物語はどこまでも!
ーー
目を開ければ、手元に一冊の本があった。
白く豪華な装丁の分厚い本だ。
本を持ったまま、眠ることはさほど珍しくない。どこの世界だと、彼は表紙を見る。金色の布を纏う天使の絵か。上部には文字が題打ってあるが、彼にとっては初めて見る文字だった。様々な国の本を読む(識る)ことが出来る彼であるため、難無く解読は出来たがこの文字には妙な懐かしさがあった。
「寂しがりやな聖霊へ……?」
懐かしさがある割に、初めて見るタイトルだった。もしかしたら、途方もない時間を生きていく内に記憶の那由多へと消えてしまったかもしれないが、奇妙な本の中身は空白だった。
空白の本など今まで見たことないと言い切れる。ここにある物は少なからず、文字が書かれているものであるが。
一ページ目を開いて、まじまじ眺めていればーー文字が綴られた。
あまりの驚愕だったため、彼には似つかわしくない悲鳴を上げて本を投げ捨てる。
初めてのことに戸惑い、警戒する反面、今まで体験しなかったことに彼の鼓動は早まるばかり。

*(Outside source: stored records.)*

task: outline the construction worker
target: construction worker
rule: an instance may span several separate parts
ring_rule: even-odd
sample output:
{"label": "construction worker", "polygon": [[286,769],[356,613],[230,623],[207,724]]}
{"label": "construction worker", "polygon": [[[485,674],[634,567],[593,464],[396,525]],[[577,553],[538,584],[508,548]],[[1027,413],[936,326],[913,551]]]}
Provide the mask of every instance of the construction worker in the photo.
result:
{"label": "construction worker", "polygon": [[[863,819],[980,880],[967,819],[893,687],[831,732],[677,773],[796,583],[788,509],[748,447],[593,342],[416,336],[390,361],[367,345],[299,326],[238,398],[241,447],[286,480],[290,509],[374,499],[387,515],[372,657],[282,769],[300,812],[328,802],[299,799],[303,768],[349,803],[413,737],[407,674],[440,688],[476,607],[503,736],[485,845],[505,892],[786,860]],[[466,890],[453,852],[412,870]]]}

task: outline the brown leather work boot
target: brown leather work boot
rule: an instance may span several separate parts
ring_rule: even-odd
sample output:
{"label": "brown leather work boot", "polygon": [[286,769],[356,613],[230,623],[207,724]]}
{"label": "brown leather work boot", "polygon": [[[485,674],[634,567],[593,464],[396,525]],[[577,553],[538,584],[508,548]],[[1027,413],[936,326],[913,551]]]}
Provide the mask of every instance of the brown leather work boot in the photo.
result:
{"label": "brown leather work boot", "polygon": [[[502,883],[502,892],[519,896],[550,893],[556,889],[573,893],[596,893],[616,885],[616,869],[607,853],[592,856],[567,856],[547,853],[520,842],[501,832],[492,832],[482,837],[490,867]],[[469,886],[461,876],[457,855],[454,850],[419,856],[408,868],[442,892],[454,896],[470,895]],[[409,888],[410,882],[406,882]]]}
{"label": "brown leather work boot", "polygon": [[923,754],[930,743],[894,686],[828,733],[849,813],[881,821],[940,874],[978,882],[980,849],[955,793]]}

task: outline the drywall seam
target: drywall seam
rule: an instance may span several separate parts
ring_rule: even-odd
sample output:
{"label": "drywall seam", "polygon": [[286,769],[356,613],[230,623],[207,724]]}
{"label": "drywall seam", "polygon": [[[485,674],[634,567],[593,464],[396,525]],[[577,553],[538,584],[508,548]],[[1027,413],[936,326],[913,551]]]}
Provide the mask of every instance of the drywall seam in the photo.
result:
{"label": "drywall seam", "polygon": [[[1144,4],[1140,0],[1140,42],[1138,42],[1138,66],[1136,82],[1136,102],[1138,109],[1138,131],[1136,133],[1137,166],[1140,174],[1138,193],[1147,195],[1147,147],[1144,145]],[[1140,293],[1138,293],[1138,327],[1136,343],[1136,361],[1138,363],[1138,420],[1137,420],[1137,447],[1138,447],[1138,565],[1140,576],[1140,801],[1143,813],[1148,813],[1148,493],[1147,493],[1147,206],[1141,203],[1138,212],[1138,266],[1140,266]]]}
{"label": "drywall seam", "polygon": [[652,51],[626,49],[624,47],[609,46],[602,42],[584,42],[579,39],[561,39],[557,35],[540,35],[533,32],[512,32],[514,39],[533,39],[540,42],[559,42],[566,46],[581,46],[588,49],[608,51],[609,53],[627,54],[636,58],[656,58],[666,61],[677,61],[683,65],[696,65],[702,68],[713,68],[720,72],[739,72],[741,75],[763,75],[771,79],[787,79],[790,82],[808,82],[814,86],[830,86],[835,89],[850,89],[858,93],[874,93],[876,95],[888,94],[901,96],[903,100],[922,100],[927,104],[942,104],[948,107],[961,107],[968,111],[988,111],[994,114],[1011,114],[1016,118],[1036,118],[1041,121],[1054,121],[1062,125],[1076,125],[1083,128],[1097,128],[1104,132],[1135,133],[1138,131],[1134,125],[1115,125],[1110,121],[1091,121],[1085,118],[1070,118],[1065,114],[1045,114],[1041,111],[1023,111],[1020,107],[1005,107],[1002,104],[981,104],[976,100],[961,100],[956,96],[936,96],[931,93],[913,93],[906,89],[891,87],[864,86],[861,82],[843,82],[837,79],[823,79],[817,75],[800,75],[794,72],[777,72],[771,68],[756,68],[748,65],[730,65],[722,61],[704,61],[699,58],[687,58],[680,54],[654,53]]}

そっと、一ページを捲れば、先ほどまで真っ白だった紙にはっきりと文字が綴られている。
「はじめまして。私は聖霊『ブック』で、す……?」
はあ?と思いつつ、綴られた文字に彼は目をやる。
『此度、我らが王が世界のため、聖霊のため、人々のため、光臨されることとなりました。かの方の願いは全てのものが幸福に包まれた生を全うすることにあります』
「……」
胡散臭い。そう思ったのも、上手い話には何かしら裏があるとは物語界での常套句。訝しながらも、彼は次のページを開いた。